Play 3: Find keywords actually moving pipeline. Ask: "Which keywords have resulted in the most relevant opportunities in the last six months?" RevvyAI returns a full-funnel view per keyword: accounts touched, web visits, 6QAs generated, opportunities created. You can finally separate volume from value.
Play 4: Manage keywords without leaving the chat. Ask: "Activate 'demand generation software' and add it to the Q2 ABM keyword group." Done. Changes hit your 6sense instance immediately. Stack this directly after Play 3: report and activate in the same thread. That workflow compression matters when you're managing dozens of keyword groups across campaigns.
Play 5: Build a segment in plain language. Ask: "Find me companies that use Salesforce in North America, with more than $100M in revenue and more than 10,000 employees." RevvyAI resolves the filters, returns an account count, and links you to the segment in 6sense for refinement. If a filter can't resolve, it flags the issue and proposes an alternate path.
The Governance Question Nobody's Asking Yet
Here's where ops teams should pay close attention. Ninety-five percent of B2B marketers now use AI-powered applications, and 45% of marketing investment is flowing to AI tools. But only 28% of B2B marketers say they're experimenting with AI agents specifically. That gap between adoption and experimentation means most teams are using AI without structured governance around it.
RevvyAI's answers are only as good as the underlying data. Christopher Penn's caveat applies here: AI-driven analytics depends on clean CRM data, consistent definitions, and careful modeling. Conversational answers can be confidently wrong if the inputs are messy. 6sense has shipped enterprise security features (custom roles, SSO/SCIM mapping, audit log exports) alongside RevvyAI, which helps. But the real governance work is on your side: shared definitions for pipeline stages, attribution rules, and who acts on the answers RevvyAI surfaces.
What to Measure (and What Not to Over-Interpret)
Hypothesis: If we route standard campaign/keyword/6QA questions through RevvyAI instead of manual dashboard pulls, then time-to-insight will drop by 30%+ because the conversational interface eliminates multi-step report navigation.

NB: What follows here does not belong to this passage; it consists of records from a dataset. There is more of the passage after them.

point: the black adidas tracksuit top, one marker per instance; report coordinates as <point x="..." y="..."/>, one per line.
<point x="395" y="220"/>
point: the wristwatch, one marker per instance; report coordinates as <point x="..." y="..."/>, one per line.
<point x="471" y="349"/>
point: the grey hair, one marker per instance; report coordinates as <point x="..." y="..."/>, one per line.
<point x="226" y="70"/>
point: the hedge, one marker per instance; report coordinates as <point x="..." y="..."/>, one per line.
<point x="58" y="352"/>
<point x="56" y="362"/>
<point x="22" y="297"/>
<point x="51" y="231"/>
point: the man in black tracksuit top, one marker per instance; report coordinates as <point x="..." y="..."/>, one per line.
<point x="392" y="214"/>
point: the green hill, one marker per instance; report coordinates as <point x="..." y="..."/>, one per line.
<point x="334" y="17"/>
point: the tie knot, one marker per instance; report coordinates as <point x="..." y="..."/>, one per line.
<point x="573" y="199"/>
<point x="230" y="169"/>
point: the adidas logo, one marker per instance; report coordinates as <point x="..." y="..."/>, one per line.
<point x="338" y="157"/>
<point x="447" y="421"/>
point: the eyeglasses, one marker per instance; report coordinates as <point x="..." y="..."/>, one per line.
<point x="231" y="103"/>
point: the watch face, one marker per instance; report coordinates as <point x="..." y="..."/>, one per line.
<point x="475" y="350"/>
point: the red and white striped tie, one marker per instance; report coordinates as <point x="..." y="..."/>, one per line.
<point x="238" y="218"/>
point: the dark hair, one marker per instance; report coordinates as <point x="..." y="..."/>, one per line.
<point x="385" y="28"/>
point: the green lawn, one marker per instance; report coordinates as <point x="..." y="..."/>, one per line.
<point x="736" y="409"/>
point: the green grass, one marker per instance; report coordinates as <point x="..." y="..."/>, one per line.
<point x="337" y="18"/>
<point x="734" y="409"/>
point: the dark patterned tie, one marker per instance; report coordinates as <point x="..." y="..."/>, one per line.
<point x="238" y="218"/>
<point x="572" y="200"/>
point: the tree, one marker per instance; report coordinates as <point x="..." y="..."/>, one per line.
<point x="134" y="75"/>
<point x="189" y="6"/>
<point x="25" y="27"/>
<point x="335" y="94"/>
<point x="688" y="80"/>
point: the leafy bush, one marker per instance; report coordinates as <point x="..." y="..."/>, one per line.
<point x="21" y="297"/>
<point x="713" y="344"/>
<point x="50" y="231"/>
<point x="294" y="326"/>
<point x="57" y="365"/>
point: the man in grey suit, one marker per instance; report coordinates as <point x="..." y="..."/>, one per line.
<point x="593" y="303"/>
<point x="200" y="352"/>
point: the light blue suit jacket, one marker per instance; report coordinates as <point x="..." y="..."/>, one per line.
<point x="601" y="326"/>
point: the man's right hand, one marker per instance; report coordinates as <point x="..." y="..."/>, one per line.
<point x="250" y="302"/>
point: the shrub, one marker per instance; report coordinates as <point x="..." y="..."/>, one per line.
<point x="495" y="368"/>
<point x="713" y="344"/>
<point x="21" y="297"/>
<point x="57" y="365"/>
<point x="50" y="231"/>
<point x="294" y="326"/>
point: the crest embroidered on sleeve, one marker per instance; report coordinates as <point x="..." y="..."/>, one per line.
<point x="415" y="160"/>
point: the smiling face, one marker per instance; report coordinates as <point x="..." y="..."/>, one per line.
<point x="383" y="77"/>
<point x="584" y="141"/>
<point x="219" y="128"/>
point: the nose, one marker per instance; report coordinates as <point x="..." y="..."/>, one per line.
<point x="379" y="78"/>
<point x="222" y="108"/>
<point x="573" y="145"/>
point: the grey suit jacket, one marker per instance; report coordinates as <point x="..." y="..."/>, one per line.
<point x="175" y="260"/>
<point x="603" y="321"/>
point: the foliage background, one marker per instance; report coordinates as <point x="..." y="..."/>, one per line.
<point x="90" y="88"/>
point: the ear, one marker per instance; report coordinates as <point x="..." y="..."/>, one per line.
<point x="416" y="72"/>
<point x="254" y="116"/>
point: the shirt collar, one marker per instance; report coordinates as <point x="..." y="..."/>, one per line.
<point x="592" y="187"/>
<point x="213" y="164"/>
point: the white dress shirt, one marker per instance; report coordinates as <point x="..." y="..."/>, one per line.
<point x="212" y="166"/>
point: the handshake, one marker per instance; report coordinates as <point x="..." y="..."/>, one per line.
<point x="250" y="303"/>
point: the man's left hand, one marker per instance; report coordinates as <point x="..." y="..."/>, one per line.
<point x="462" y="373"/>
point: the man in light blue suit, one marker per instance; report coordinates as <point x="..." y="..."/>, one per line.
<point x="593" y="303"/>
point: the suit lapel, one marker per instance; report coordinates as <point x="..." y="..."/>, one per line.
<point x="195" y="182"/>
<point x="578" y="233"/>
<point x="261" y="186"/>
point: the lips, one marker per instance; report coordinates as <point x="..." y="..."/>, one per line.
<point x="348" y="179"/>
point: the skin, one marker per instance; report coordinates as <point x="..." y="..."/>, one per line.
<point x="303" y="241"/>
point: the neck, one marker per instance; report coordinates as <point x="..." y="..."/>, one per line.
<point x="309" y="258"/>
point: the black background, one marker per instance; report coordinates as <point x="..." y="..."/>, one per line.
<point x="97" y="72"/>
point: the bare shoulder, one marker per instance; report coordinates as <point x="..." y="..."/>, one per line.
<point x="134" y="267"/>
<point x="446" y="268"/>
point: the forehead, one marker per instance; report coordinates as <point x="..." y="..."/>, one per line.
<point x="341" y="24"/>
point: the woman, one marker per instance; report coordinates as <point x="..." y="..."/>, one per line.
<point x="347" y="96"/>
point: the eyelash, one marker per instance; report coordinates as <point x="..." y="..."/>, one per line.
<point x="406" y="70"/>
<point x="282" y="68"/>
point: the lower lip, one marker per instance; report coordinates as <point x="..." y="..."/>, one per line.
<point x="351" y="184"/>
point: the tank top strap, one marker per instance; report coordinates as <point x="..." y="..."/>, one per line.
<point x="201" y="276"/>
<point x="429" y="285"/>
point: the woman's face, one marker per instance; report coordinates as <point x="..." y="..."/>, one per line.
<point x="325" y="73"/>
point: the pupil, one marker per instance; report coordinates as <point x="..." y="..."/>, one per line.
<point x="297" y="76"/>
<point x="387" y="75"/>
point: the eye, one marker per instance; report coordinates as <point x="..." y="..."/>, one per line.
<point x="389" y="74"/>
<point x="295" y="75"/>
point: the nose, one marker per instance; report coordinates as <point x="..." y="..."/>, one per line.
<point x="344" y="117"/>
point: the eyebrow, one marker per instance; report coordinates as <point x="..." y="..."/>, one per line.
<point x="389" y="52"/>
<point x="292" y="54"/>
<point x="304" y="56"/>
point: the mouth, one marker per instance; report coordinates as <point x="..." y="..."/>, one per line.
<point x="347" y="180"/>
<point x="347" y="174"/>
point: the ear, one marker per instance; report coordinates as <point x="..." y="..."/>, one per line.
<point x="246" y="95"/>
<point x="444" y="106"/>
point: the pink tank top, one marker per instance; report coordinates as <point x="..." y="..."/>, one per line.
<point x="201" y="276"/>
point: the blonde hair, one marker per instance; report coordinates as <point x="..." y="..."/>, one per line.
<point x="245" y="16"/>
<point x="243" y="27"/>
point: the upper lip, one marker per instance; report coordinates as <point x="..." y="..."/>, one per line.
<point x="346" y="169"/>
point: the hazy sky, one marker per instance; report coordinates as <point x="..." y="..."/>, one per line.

Success metric: Reduction in time from question to action (measure via ops ticket volume or self-reported time logs). Guardrail: Answer accuracy, spot-checked against manual reports for the first 30 days. Stop-loss: If more than 15% of RevvyAI answers require correction after spot-check, pause adoption and audit data hygiene first.
Don't over-interpret early results as proof that RevvyAI "works." Platform dashboards don't prove incrementality. What you're measuring is workflow efficiency and data accessibility, not campaign performance lift. Those are different claims.
The multi-touch reality of B2B (those 15-20 interactions before close, buyers completing 70% of their research before talking to sales) means no single tool answers the attribution question. RevvyAI can speed up how fast you find signals. Connecting those signals to pipeline influence and revenue impact still requires the ops architecture underneath. The rabbit hole doesn't disappear. It just gets shorter.